EVERY day I walk down Broad Street, passing the cross laid out in black cobbles in the middle of the western end of the street.
Many Oxford people will know this marks the place – more or less – where three Church of England bishops were burnt at the stake.
Hugh Latimer and Nicholas Ridley were executed there in 1555, and Thomas Cranmer in the following year.
On passing, one can often hear a tour guide telling some macabre tale of the deaths.
On the side of Oxford’s Town Hall is another monument, a stone plaque commemorating the important, mediaeval Jewish quarter around the northern limit of St Aldate’s.
This old, important community made Oxford what is today. Yet in 1215 the Jews of Oxford were forced each to wear a yellow star, much like those used throughout German-occupied Europe in the 1940s.
In 1244, Oxford students burned down a number of Jewish houses in this area, and, in 1268, the whole Jewish population of Oxford was imprisoned under a pretence.
Pogroms and persecutions drove most of the town’s Jews out, so that when Jews were expelled from England in 1291, there were very few left to leave.
As we go around our city, there are these marks of persecutions.
Those who persecuted and those who were persecuted were much like we are; persecuted or persecuting not just for the notions of what some firmly believed, but the indelible nature of who they were.
It is often the way that a larger and more powerful group in society acts out of irrational fear of a smaller and less powerful group.
Persecution is in the news.
The Christians of Egypt, Syria and Iraq, ancient communities and substantial minorities in each country, are being persecuted.
Churches and people have been attacked.
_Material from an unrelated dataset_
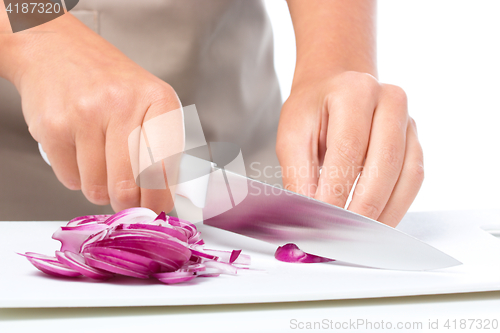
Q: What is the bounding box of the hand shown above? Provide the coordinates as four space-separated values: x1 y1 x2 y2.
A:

Two bishops of Aleppo have been kidnapped, as have a group of nuns from Ma‘loula.
These persecutions are happening in environments of fear, where the vast majority of the population are suffering terribly from civil war, chaos and instability.
Yet there is a tender, lingering hope that different communities in these countries will once again live in peace with each other, as once they did.
In this country, some Christians like to think that they are persecuted, as the values they espouse do not have the same traction in wider society they once did.
Some far-right groups and right-wing politicians have smuggled Christian symbolism and vocabulary into rather un-Christian messages.
It is certainly odd, as a Christian, to hear other Christians talk about being persecuted because their faith does not give them special rights over others, particularly over Muslims, LGBTQ people and, as in the past, Jews.
Fear of the strange and the stranger is perhaps deep-rooted in our human instinct, making persecutions a problem everywhere. Its big name is ‘xenophobia’, which is not just limited to ethnic hatreds.
Jesus told the story of the Good Samaritan to catch us out of our fear – the story of a hated outsider who helped another when others passed by.
I wonder who our Good Samaritan might be; the stereotype in our mind that makes us feel uncomfortable around others.
Imagine that person helping us just when we need it. Turn that around, and we have ‘philoxenia’ – the love of the stranger.